Michael expresses a desire for a return to a more personal, relationship-focused approach in venture capital.

"I hate this Zoom thing, by the way. This is the worst."

He voices his dislike for remote interactions, preferring in-person connections.

Recent Investments and Stealth Mode

  • Michael's recent investments are in stealth mode, which he prefers, as he sees no rush to announce investments publicly.
  • He discusses his investment in Melio, which was a result of a long-term relationship and a unique insight into small business payments.

"The last seven investments I've made are all in stealth, so literally."

Michael reveals his preference for privacy in the early stages of his investments.

"We're going to brand Ach checks and payments and we're going to create a consumer user experience for small businesses."

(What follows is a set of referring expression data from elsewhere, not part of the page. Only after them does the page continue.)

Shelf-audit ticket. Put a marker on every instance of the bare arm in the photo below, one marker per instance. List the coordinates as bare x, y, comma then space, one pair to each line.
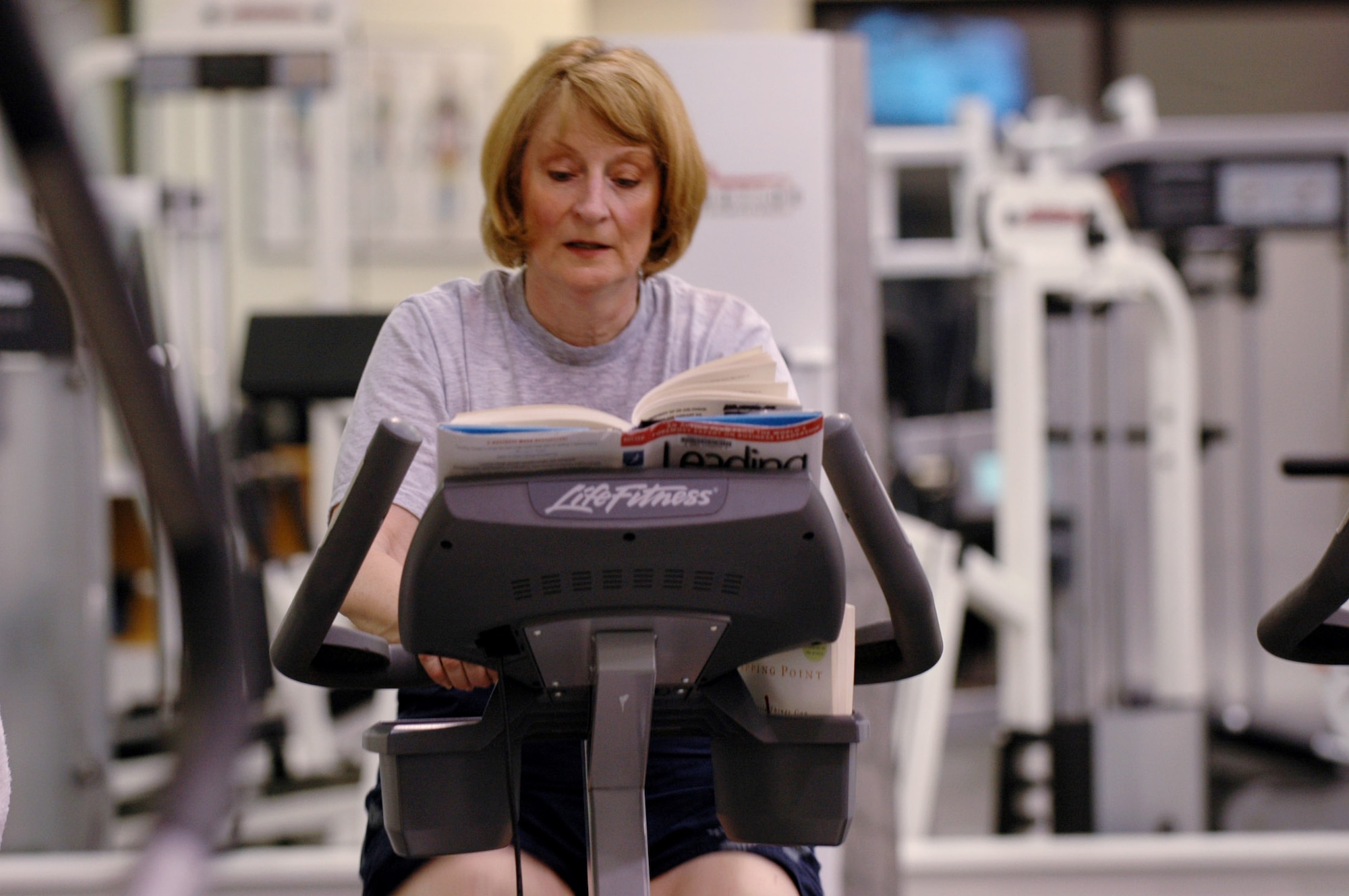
373, 602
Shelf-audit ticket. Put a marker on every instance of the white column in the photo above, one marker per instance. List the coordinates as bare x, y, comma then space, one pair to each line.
1023, 514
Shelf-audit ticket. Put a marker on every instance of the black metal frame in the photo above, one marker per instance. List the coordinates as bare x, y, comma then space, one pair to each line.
184, 496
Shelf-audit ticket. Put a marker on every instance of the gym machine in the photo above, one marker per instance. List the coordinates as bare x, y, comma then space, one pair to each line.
613, 626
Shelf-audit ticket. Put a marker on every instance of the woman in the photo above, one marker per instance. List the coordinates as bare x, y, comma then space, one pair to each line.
594, 185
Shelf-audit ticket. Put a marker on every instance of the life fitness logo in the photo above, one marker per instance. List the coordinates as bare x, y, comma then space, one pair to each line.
625, 500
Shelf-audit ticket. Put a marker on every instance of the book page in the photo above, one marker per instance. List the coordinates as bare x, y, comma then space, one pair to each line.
714, 402
562, 416
482, 451
811, 680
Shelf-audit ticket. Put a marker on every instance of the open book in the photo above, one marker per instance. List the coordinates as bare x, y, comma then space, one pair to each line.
735, 385
811, 680
725, 413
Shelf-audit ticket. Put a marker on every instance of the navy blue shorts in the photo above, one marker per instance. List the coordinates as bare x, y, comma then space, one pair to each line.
681, 810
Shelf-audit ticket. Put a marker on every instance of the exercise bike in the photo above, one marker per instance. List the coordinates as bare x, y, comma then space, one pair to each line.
616, 605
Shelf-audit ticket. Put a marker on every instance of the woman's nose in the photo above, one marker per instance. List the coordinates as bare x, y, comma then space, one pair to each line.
593, 204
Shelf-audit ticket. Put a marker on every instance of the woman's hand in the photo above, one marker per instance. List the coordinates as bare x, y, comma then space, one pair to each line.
457, 674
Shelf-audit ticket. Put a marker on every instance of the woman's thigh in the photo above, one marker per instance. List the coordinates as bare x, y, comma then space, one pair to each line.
492, 873
726, 873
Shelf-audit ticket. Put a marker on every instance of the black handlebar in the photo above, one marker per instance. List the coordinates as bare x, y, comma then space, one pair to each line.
308, 648
886, 651
1316, 466
1308, 625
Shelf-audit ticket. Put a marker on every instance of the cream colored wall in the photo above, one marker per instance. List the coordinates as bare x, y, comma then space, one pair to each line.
685, 17
204, 141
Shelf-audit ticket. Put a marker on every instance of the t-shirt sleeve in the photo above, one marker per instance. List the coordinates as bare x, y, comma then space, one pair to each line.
403, 378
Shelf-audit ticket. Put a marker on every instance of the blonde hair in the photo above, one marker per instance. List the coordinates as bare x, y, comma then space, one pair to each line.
633, 98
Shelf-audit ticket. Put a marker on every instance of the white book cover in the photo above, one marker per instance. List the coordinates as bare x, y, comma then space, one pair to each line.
811, 680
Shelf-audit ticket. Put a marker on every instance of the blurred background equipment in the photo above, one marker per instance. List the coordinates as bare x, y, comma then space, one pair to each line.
291, 160
55, 552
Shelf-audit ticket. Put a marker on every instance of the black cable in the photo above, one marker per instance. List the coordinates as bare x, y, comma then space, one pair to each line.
511, 780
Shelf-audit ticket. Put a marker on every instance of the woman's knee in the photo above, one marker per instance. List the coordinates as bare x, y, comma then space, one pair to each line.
730, 873
490, 873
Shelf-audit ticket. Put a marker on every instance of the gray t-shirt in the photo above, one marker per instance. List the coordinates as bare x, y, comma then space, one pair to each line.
467, 346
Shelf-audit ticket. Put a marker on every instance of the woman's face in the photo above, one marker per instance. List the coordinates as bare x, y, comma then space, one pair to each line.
590, 206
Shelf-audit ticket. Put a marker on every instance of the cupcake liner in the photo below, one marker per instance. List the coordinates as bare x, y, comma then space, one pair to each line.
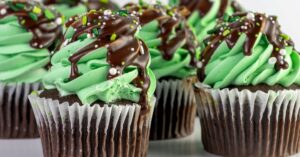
175, 109
245, 123
16, 116
109, 130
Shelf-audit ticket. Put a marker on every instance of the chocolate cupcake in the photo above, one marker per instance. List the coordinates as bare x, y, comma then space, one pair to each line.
174, 50
27, 30
71, 8
206, 13
249, 95
99, 92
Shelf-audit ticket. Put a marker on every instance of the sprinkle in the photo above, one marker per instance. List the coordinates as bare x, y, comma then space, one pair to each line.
3, 11
107, 12
283, 52
58, 21
226, 32
113, 71
199, 65
113, 37
36, 10
84, 20
272, 60
49, 14
251, 16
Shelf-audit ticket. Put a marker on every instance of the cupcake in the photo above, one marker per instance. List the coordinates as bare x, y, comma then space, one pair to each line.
98, 98
27, 30
205, 13
174, 50
249, 96
71, 8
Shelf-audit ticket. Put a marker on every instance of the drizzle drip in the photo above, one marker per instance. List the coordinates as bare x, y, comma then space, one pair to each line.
91, 4
203, 6
169, 20
116, 32
45, 24
251, 24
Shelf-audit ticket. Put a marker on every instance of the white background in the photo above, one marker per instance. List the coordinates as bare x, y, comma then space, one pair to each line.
288, 12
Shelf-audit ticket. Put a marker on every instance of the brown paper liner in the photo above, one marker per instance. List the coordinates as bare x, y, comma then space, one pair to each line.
79, 131
175, 109
243, 123
16, 116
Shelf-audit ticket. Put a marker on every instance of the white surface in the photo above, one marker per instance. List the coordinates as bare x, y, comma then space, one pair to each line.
186, 147
287, 11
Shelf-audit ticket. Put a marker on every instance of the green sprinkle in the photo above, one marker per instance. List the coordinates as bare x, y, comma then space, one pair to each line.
35, 93
95, 32
113, 37
285, 36
23, 22
104, 1
226, 32
33, 16
84, 20
20, 5
49, 14
36, 10
12, 6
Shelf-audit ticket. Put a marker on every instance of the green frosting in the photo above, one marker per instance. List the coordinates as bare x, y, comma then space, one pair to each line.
19, 62
93, 84
68, 11
231, 66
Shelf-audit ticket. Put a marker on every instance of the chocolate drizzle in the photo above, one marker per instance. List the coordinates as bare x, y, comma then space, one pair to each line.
169, 20
45, 24
116, 32
250, 24
91, 4
204, 6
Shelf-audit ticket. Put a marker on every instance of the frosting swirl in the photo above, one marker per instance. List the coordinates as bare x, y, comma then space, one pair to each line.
71, 8
173, 45
249, 49
102, 60
28, 30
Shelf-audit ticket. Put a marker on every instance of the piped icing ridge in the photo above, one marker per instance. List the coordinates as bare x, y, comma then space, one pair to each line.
44, 23
168, 33
113, 34
254, 38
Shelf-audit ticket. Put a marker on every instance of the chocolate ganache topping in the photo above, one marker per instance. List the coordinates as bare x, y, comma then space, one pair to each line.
170, 19
44, 23
250, 24
115, 31
203, 6
91, 4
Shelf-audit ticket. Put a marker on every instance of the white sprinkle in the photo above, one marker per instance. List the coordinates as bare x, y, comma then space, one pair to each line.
282, 52
113, 71
58, 21
107, 12
199, 65
3, 11
251, 16
272, 60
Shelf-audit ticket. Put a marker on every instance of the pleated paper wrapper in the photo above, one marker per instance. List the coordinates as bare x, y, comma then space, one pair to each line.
79, 131
16, 116
245, 123
175, 109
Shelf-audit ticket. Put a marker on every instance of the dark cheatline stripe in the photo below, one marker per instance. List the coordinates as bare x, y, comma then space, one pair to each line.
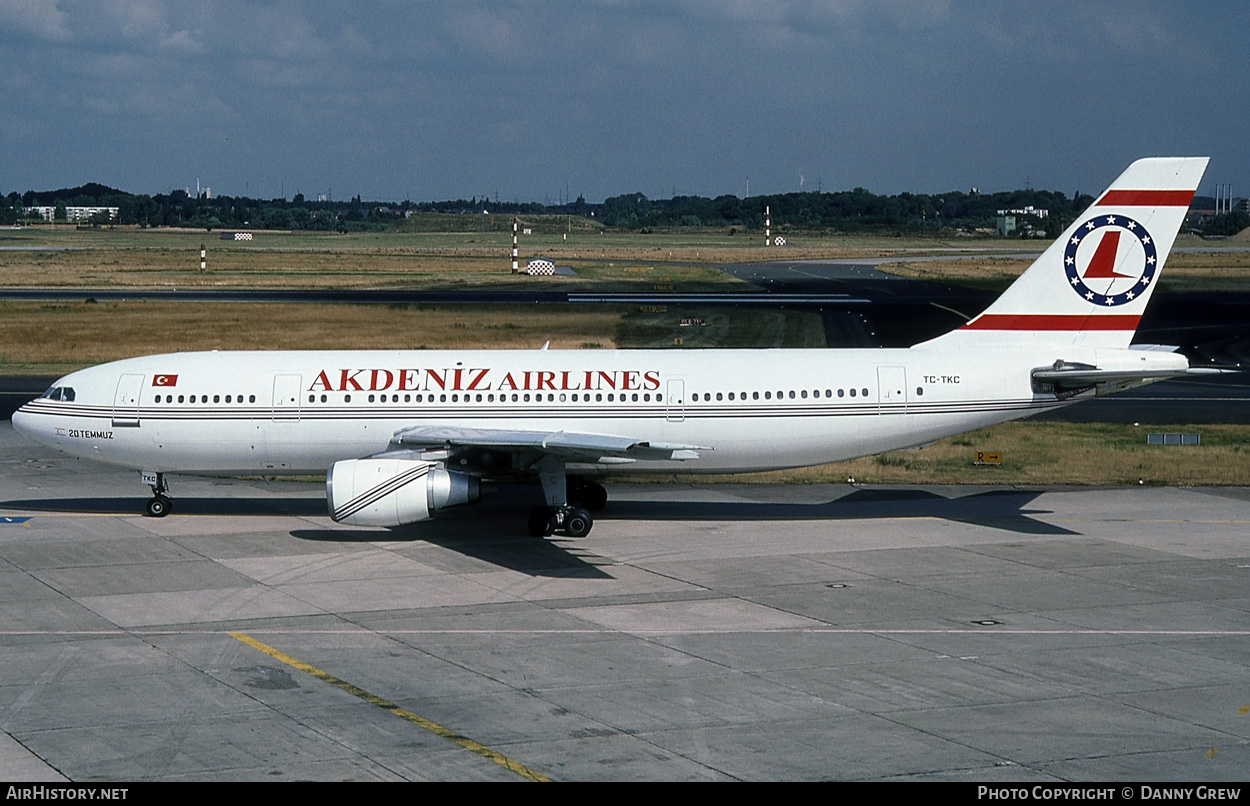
1054, 321
1148, 198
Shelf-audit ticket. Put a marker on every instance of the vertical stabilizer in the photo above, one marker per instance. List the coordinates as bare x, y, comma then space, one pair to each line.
1091, 285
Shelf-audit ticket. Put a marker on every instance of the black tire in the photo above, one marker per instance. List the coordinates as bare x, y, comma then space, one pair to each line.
541, 522
578, 522
158, 506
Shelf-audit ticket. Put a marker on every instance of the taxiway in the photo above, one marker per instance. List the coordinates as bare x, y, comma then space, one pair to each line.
700, 632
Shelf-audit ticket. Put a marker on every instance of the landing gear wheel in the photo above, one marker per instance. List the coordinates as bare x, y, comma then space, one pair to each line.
578, 522
543, 522
159, 506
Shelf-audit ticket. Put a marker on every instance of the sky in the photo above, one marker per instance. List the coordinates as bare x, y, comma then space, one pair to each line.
543, 100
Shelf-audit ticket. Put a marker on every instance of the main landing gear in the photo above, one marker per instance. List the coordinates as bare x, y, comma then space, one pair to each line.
160, 504
569, 502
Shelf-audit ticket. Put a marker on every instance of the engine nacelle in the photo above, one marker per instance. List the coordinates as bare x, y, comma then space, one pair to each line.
394, 491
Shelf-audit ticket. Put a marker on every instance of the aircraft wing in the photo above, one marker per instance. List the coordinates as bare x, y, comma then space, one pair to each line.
565, 445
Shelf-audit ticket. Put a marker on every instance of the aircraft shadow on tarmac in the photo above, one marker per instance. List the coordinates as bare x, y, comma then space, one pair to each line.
493, 534
996, 509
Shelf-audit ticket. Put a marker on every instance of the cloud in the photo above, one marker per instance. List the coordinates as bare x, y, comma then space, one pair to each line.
35, 18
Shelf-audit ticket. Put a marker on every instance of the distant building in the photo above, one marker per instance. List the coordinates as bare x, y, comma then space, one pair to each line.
84, 214
1041, 213
71, 214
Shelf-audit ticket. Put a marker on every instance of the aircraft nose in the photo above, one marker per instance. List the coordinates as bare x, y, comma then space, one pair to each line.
24, 424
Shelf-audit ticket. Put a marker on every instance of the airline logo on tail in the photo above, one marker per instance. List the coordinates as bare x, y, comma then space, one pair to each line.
1113, 274
1090, 286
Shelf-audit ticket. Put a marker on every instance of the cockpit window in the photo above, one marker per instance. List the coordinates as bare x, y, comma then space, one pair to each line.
59, 393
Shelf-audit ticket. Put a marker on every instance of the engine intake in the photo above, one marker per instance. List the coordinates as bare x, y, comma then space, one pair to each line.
394, 491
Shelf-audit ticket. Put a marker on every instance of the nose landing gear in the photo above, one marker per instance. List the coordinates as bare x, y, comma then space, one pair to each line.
160, 504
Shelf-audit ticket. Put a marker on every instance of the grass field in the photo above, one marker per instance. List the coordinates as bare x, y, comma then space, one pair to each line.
1048, 454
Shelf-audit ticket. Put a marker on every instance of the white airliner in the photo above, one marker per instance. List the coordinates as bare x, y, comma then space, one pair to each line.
401, 435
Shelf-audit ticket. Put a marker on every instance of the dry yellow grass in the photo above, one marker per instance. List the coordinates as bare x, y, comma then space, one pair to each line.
53, 338
1049, 454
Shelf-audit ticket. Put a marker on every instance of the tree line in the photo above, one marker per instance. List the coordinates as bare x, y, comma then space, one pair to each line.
855, 210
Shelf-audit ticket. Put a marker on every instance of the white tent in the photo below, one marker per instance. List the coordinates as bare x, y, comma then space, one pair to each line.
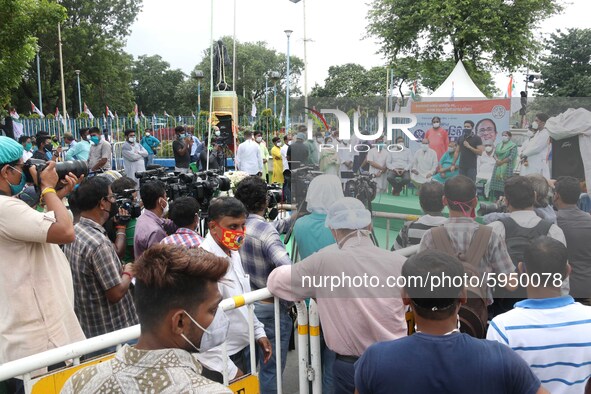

He shares the strategic insight behind his investment in Melio, highlighting the importance of a consumer-focused approach to business payments.

Concluding Remarks

  • Harry Stebbings expresses gratitude for the conversation and looks forward to future discussions.
  • Michael Eisenberg jests about not wanting to wait too long for another appearance on the show.
  • The episode concludes with a teaser for an upcoming episode featuring Matan from Melio.

"Thanks Harry. I hope I won't have to wait another 2697 episodes in order to see again. That'd be unfortunate."

Michael humorously comments on the potential wait time before his next appearance on the podcast.

"And speaking of Milo, we have Matan on the show this coming Thursday and so stay tuned for that."

Harry Stebbings announces an upcoming episode, maintaining listener engagement and anticipation.